25.新しい英語教師

文字数 1,525文字

お買い物の気持ちが少しずつ分かってきた頃の事です。気にしないようにしていたのですが、どうしても気になってしまう事が起こりました。その年、緑念符吹と言う、新しい英語の教師が赴任してきたのです。イギリスに留学したことがあり、伝統的な英国風の発音が出来ると言われ、女生徒に人気でした。私は、彼を一目見た時から憧れていましたが、とても、私のような田舎者に気を留めてくれる人ではないと思っていました。

ある時、放課後に遠足の準備の会議があり、緑念先生も私も、若手なので、その準備の担当にされました。会議の後、他の教師は車で帰宅したので、彼と二人で、駅まで歩き、一緒に電車に乗りました。私は、緊張のあまり、ろくに話も出来ずに、彼の話を聞き、私の事を聞かれた時だけ、ぼそぼそと答えていました。そして、調布で、私はその電車で明大前まで行き、彼は府中方面の電車に乗り換えました。私は、残念に思うと同時に、極度の緊張から解放され、ほっとしてもいました。

その後も、何回か同じ会議があり、私は彼と調布まで帰路を共にしました。遠足が終わった後は、その会議は無くなったのですが、それからは、帰りに、駅で彼に会う事が多くなりました。私は、段々と、彼に会えるような時間を選んで学校を出るようになりました。そして、ひょっとしたら、彼も、同じ様に時間を選んでいるのではないかと考え始めました。それと、その頃から、私は自分の外見にこだわり始めました。新しい服を買い、髪型に気を付け、慣れない化粧を始めました。

ある日、金識さんと二人で校内菜園の作業をしていた時の事です。金識さんは、私の顔をまじまじと見てから言いました。
「先生、恋をしているのは分かるけど、そのお化粧、かなりダサいなぁ。サーカスの道化師って感じじゃない」
「あらっ、そんなにひどい?」
「先生......、ごめんなさい。少し言い過ぎたみたい。でも、もう少し、こうして......、ああして......」
そんな調子で、ファウンデーションの色が薄すぎるとか、色々とアドバイスをしてくれたのです。彼女には、優秀なお姉さんがいるので、その手の事は、良く知っているようでした。私は、他に教えてくれる人も居なかったので、言われた事をノートに書いて持って帰りました。ただ、家で実際にやってみようとすると、なかなかうまくいかないのです。「どうして、絵を描くようにうまくできないのかしら? やっぱり、土台が悪いからかなぁ~」と悲観してしまうのでした。

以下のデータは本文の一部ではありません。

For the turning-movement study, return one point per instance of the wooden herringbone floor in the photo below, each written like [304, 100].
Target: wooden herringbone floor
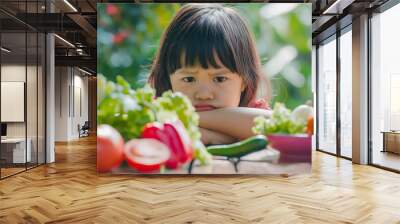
[70, 191]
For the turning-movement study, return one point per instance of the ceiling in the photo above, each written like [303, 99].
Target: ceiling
[76, 20]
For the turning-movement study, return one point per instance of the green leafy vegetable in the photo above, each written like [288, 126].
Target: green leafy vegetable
[283, 121]
[130, 110]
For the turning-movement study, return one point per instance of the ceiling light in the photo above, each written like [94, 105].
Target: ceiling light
[64, 40]
[337, 7]
[5, 50]
[71, 6]
[84, 71]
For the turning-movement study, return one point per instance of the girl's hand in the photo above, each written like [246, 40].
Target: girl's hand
[209, 137]
[236, 122]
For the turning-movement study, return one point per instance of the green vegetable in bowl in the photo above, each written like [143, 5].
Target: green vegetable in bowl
[283, 121]
[129, 110]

それでも、緑念先生は私のお化粧のことなんか、気にしていないかの様でした。そして、ある時、調布で彼と別れようという時に言われたのです。
「青澄さん、もし、良かったら、ここで降りて、もう少し話をしませんか?」
私はもう気が気ではありませんでした。うまく言葉が出なくて、兎に角、頷きました。心の中で、「私、生まれて初めて、男の人に誘われた。デートと思っていいのだろうか?」と自問していました。彼の後をついて、駅の近くの喫茶店に入って、向き合って座り、彼の視線を感じていたのですが、私は俯き加減でした。

それからは、頻繁に調布でデートを重ねました。この頃までには、彼も私の事を気に入っているに違いないと思うようになっていました。それで、少しずつ、打ち解けていきました。私も、自分の言動に、「好き」という気持ちを表していることが分かりました。どうして、こんな素敵な人が私を気に入ってくれているのか、理解に苦しんだ事もありました。そんな疑問に答えるように、彼の言ったことは、
「青澄さん、都会ずれしていなくて、凄く自然だよね」
と言う事でした。兎に角、こんな、田舎娘を気に入ってくれて、嬉しくてしかたがありませんでした。